This project presents a multi-threaded web crawler on the Tor network that was used to discover 500 000 onion domains and 6 million pages during a 2 month crawl.
On of its key characteristic is the use of a persistent queue that enables it to be stopped, and restarted from its previous state at any time as well as recover from an unexpected server crash. To crawl pages requiring a login, previously generated cookies can be stored in the src/ressources/cookies.json file.
To run the crawler:
Place the desired seed urls in the src/ressources/seeds.json file.
Generate the uberjar:
mvn clean compile assembly:single
Launch Docker and run the Tor Proxy container:
docker run -d -p 8118:8118 -p 2090:2090 -e tors=50 -e privoxy=1 --rm --name tor_proxy zeta0/alpine-tor
Run the jar with the correct configurations "restore/create" threadCount :
java -jar target/CustomCrawler-0.0.1-SNAPSHOT.jar create 10
To recover from a previous crawl, run the jar with "restore" as first parameter.

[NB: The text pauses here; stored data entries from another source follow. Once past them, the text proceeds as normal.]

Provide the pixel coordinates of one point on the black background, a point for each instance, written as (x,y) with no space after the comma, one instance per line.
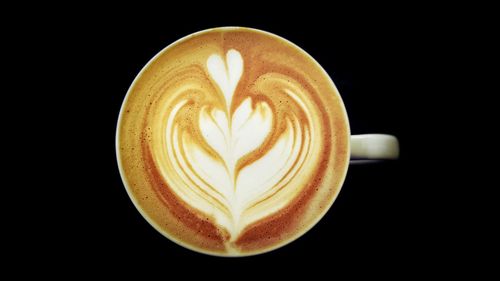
(384,216)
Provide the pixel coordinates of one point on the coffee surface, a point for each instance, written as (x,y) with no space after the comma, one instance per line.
(233,141)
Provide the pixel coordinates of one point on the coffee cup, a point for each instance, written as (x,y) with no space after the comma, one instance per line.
(234,142)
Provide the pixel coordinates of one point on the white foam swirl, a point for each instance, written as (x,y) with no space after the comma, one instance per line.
(213,177)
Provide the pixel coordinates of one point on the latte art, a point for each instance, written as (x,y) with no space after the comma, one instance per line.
(241,161)
(230,144)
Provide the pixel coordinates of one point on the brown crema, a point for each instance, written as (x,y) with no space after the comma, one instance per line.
(233,142)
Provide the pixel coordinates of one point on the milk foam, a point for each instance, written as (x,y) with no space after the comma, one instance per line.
(217,185)
(232,142)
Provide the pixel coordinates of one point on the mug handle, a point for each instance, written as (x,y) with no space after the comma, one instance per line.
(374,147)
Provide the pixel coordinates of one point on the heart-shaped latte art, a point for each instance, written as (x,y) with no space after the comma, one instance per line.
(215,180)
(232,142)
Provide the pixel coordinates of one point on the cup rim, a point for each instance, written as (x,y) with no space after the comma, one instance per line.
(152,222)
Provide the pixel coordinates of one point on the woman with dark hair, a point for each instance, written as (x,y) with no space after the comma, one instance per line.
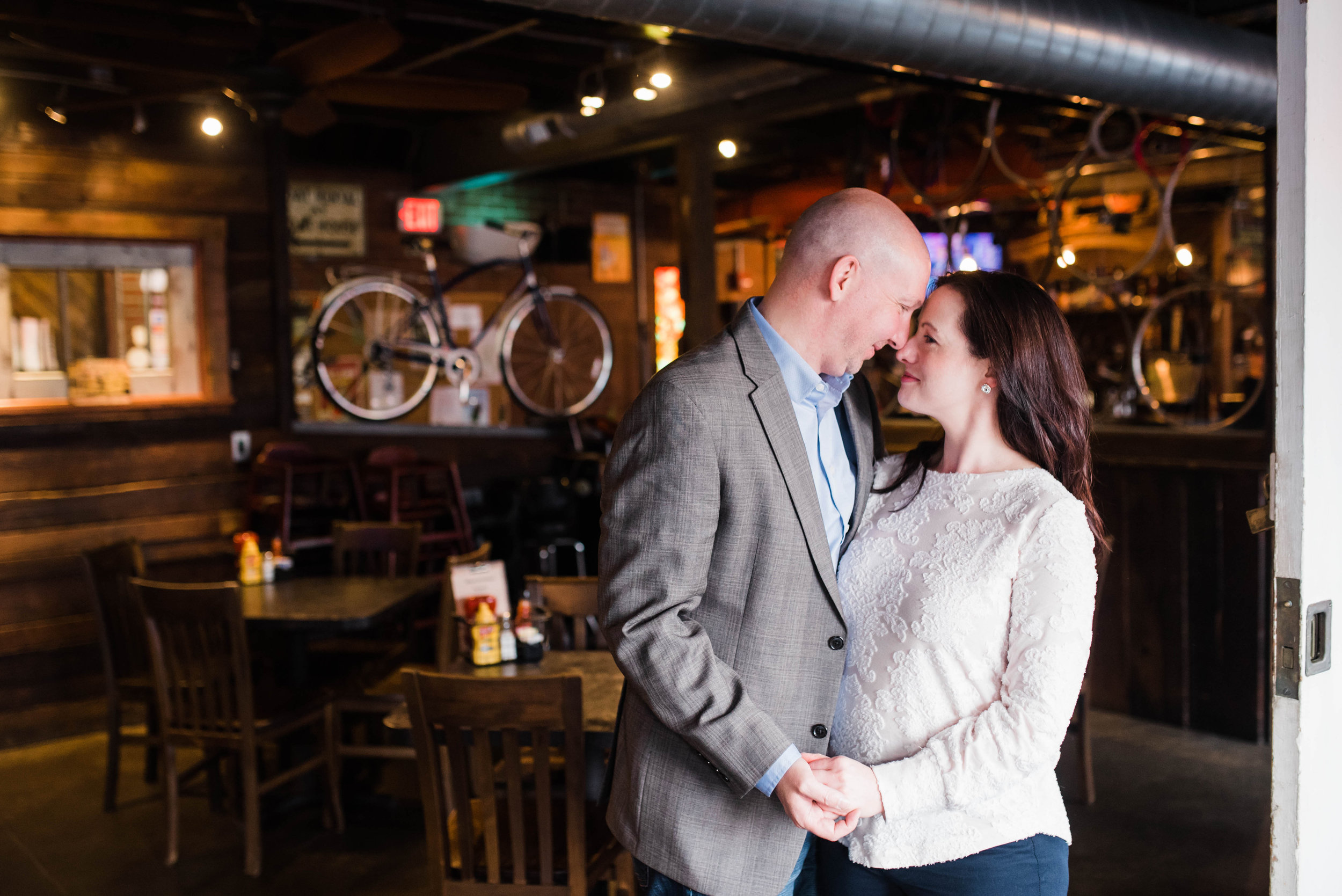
(968,592)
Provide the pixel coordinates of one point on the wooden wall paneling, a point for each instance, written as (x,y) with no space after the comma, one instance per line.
(121,501)
(172,528)
(89,464)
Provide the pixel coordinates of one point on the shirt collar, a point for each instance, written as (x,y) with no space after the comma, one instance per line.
(804,385)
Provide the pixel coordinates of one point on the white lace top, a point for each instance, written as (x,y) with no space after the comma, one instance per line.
(969,627)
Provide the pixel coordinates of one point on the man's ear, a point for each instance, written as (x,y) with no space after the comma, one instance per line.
(843,278)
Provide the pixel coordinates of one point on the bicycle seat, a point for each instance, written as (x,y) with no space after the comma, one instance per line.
(482,243)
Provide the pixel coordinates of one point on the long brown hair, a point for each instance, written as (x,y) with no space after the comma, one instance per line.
(1042,407)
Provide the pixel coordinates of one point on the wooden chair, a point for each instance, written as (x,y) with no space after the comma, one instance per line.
(544,843)
(572,604)
(372,549)
(293,487)
(198,646)
(125,655)
(403,487)
(387,695)
(1080,723)
(375,549)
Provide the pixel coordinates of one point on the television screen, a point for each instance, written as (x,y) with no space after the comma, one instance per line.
(949,254)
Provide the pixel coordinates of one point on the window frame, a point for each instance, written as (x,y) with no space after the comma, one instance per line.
(207,235)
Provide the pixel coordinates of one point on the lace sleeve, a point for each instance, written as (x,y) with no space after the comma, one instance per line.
(1020,733)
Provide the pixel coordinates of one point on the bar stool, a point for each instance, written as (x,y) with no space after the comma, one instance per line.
(403,487)
(290,483)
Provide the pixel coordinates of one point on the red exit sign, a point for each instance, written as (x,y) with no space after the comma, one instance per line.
(419,215)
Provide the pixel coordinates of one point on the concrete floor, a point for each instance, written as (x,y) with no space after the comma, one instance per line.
(1177,813)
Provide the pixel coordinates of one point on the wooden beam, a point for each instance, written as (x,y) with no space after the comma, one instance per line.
(698,247)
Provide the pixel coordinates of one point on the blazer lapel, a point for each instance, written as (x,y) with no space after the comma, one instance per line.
(862,429)
(774,404)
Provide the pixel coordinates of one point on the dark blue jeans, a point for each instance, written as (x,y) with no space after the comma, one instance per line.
(1031,867)
(803,882)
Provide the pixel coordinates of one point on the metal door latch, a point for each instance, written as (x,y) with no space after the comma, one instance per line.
(1318,638)
(1287,660)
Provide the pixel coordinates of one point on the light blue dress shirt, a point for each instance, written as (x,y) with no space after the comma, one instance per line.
(814,400)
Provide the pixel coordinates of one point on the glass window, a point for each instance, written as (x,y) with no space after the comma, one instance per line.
(98,321)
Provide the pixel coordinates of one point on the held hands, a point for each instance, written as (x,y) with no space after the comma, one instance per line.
(815,806)
(855,782)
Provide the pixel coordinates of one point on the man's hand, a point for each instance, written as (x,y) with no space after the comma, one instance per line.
(809,804)
(855,781)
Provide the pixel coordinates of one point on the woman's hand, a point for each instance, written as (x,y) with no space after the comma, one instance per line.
(851,778)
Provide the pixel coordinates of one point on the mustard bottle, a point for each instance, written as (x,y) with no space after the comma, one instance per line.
(249,560)
(485,638)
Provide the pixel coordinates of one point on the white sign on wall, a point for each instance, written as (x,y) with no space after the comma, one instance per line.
(325,219)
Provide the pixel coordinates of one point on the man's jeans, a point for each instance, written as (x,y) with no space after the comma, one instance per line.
(801,883)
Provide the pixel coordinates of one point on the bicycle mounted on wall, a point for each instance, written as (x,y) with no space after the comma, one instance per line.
(379,344)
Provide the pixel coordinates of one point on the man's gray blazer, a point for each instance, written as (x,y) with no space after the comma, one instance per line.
(720,601)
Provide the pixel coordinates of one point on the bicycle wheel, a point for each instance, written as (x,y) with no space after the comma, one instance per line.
(372,348)
(560,376)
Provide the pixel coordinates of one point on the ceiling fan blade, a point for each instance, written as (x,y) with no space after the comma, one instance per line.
(308,116)
(420,92)
(340,52)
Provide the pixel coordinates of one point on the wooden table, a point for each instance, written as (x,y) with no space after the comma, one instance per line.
(332,603)
(602,683)
(300,609)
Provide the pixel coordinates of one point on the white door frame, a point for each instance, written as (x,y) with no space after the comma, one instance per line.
(1308,475)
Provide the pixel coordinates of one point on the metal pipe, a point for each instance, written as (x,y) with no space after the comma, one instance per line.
(1118,52)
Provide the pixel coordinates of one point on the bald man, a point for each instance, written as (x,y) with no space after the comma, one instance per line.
(733,487)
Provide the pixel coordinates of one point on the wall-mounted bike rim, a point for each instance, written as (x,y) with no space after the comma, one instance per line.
(607,357)
(360,287)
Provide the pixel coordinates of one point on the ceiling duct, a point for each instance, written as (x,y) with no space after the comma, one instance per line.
(1117,52)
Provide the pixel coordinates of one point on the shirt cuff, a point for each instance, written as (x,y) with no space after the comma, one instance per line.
(780,768)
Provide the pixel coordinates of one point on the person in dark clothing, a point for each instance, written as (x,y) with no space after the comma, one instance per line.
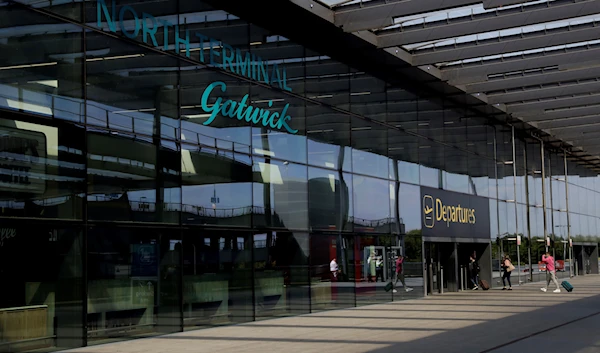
(474,271)
(507,266)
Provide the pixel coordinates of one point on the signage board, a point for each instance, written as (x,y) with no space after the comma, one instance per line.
(212,52)
(454,215)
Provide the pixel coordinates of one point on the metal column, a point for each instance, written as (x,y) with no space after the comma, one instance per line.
(568,214)
(514,162)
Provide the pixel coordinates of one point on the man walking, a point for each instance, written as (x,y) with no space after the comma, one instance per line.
(550,272)
(400,274)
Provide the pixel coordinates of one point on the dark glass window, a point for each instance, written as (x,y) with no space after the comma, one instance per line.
(134,277)
(216,186)
(280,194)
(42,170)
(131,89)
(371,204)
(217,278)
(42,301)
(330,199)
(281,274)
(43,73)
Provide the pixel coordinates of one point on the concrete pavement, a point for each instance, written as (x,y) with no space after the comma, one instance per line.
(475,321)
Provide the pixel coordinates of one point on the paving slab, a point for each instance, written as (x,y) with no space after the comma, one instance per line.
(465,322)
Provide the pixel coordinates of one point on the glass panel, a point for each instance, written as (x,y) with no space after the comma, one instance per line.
(283,136)
(331,289)
(281,274)
(134,277)
(217,278)
(377,268)
(42,171)
(44,75)
(330,199)
(42,301)
(130,89)
(216,186)
(371,204)
(328,138)
(369,152)
(280,194)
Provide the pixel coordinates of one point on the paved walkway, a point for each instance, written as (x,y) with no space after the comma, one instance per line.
(524,319)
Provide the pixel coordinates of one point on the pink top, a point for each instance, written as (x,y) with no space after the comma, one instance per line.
(399,262)
(549,261)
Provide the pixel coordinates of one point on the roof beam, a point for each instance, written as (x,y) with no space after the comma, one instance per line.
(592,119)
(531,94)
(561,114)
(554,104)
(485,23)
(476,73)
(580,136)
(379,14)
(501,46)
(532,80)
(491,4)
(587,121)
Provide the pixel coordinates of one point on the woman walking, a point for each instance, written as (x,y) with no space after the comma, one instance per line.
(508,267)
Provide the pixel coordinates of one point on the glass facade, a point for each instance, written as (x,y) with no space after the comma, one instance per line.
(174,166)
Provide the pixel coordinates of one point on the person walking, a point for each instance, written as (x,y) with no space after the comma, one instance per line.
(400,274)
(474,271)
(334,269)
(550,272)
(508,267)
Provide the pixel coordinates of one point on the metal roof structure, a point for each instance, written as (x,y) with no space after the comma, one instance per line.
(537,61)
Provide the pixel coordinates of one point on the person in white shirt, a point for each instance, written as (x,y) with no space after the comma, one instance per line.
(334,269)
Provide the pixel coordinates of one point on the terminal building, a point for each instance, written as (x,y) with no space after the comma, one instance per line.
(174,165)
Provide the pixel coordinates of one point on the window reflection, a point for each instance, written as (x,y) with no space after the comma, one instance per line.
(217,278)
(40,83)
(133,283)
(288,142)
(371,204)
(36,293)
(216,186)
(41,170)
(330,199)
(328,135)
(280,194)
(280,274)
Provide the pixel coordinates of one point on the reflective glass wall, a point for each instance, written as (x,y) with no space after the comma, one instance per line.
(176,167)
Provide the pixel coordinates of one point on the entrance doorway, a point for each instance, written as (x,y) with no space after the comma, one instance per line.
(441,269)
(447,265)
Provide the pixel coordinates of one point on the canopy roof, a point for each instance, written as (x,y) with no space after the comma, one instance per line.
(535,60)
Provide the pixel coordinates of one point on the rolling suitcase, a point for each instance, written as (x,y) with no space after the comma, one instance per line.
(566,285)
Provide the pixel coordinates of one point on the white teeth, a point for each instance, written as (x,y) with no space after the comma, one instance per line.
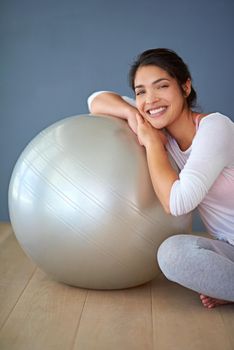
(157,110)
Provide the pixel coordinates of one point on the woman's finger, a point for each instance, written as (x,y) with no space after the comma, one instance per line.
(139,118)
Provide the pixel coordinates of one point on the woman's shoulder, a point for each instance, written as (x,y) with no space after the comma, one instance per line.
(216,118)
(215,130)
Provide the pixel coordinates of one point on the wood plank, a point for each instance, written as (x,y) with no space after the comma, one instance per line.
(181,322)
(114,320)
(46,316)
(15,272)
(227,314)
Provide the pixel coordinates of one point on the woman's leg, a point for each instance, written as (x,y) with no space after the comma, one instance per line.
(201,264)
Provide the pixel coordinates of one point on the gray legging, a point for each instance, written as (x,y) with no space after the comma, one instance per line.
(201,264)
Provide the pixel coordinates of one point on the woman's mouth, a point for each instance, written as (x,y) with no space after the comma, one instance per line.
(156,112)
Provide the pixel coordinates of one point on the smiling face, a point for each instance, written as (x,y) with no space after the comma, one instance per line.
(159,98)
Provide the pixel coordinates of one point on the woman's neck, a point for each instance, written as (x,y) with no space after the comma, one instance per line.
(183,129)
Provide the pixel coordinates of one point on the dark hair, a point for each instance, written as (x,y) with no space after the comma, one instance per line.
(169,61)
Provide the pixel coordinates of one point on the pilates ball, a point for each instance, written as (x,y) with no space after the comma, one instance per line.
(82,205)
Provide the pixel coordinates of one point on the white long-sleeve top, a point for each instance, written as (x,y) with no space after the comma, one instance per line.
(206,178)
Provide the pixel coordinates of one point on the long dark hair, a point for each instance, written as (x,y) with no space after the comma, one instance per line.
(169,61)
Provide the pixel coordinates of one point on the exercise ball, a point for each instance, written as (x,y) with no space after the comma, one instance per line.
(82,205)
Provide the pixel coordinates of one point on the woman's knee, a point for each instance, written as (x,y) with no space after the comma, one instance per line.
(171,253)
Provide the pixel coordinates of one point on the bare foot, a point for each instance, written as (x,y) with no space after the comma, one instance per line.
(210,303)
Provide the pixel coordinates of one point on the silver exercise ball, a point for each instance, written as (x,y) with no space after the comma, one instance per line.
(83,208)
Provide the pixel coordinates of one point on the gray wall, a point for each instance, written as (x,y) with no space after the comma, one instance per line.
(55,53)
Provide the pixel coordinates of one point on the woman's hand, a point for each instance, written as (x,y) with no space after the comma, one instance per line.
(147,134)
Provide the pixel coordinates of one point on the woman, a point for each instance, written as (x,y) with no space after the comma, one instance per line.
(203,147)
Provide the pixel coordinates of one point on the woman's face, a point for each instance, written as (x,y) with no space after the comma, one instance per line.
(159,98)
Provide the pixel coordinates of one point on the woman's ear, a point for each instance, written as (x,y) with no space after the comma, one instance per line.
(187,87)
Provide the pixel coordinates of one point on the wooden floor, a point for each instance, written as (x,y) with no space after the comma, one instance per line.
(38,313)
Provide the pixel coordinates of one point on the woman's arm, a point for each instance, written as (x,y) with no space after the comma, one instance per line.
(110,103)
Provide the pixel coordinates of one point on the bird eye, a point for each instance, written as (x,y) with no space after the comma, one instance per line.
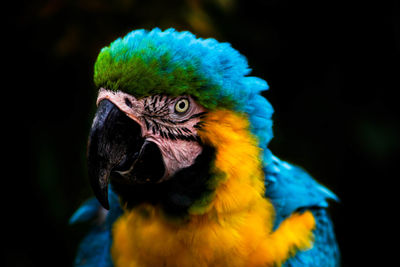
(182,105)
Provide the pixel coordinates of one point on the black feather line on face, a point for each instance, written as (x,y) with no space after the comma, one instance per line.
(177,194)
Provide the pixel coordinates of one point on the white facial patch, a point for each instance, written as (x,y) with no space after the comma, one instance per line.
(169,122)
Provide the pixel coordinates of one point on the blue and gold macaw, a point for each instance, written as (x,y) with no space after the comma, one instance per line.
(178,158)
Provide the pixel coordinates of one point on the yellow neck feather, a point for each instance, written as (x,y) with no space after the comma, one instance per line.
(234,229)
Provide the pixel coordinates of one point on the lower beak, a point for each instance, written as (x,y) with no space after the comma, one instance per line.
(116,149)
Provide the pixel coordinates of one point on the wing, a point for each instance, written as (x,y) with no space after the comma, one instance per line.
(291,189)
(94,249)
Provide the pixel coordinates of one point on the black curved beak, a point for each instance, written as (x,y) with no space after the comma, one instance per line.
(117,150)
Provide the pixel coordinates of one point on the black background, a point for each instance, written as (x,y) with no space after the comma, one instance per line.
(333,71)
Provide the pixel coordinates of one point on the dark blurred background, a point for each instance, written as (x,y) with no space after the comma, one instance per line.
(333,71)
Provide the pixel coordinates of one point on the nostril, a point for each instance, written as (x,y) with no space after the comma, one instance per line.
(128,102)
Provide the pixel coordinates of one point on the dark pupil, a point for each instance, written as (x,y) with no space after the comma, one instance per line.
(182,105)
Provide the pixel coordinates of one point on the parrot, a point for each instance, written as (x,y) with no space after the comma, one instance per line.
(179,164)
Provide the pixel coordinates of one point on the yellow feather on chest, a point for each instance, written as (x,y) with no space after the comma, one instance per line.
(234,229)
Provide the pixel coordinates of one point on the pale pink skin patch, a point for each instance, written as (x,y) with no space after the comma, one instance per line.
(156,114)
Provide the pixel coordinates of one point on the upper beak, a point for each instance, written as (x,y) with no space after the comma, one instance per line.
(117,149)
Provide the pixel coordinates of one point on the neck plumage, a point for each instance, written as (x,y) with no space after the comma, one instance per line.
(231,226)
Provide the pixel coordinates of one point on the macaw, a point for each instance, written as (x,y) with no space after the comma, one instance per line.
(179,163)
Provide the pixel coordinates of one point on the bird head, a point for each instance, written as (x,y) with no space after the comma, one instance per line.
(176,116)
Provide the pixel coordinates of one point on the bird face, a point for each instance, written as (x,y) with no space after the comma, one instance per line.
(141,141)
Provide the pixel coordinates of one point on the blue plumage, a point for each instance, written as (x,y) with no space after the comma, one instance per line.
(288,187)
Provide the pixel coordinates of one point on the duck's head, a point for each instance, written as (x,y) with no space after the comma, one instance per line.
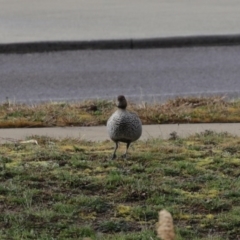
(122,102)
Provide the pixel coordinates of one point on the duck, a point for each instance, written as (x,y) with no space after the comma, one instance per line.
(123,126)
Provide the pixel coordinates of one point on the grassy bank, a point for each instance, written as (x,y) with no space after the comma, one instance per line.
(69,189)
(180,110)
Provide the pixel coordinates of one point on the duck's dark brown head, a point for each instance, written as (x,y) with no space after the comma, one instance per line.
(122,102)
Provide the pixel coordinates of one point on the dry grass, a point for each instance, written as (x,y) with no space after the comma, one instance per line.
(70,189)
(165,228)
(92,113)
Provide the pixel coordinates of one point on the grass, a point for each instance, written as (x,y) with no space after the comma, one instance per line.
(70,189)
(92,113)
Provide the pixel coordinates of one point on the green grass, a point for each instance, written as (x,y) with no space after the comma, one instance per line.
(92,113)
(70,189)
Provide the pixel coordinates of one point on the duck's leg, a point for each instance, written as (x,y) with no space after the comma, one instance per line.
(125,154)
(114,152)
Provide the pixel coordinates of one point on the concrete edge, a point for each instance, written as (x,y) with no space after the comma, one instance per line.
(165,42)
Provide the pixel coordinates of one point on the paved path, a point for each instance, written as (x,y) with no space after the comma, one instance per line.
(50,20)
(142,75)
(100,134)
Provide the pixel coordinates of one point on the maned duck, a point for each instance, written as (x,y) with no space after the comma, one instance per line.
(124,126)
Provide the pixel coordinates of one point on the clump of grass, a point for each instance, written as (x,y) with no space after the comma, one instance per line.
(92,113)
(52,191)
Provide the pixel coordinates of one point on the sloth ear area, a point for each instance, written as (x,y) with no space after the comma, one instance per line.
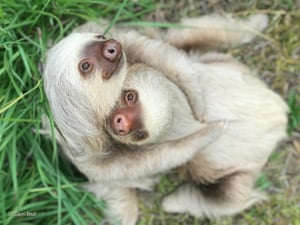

The script can be used to build and save the graph of the crawl's data as well as extracting some key features of the topology of the network.
The main bottleneck in web crawling is the query latency for web pages. Due to its complicated protocol, the Tor network can reach a latency of 3s per query which makes multi-threading a necessity for efficient crawling. As a result, this crawler has a main thread dispatching the queries to n worker threads which in turn load the webpages, store them in a thread-specific file and push the newly discovered URL's in a concurrent queue.
To access the Tor network, the crawler sends its queries to a Docker container running a load balancing proxy.
Running the crawl for 2 months on a dedicated server lead to the discovery of 500 000 .onion domains and 6 million pages. From a sample of those domains, a network graph could be generated. Due to limited time, only few features of the network have been extracted but more details about it can be found in the Report file.
- Open JDK 11
- Docker
- Gson
- JSoup
- square/tape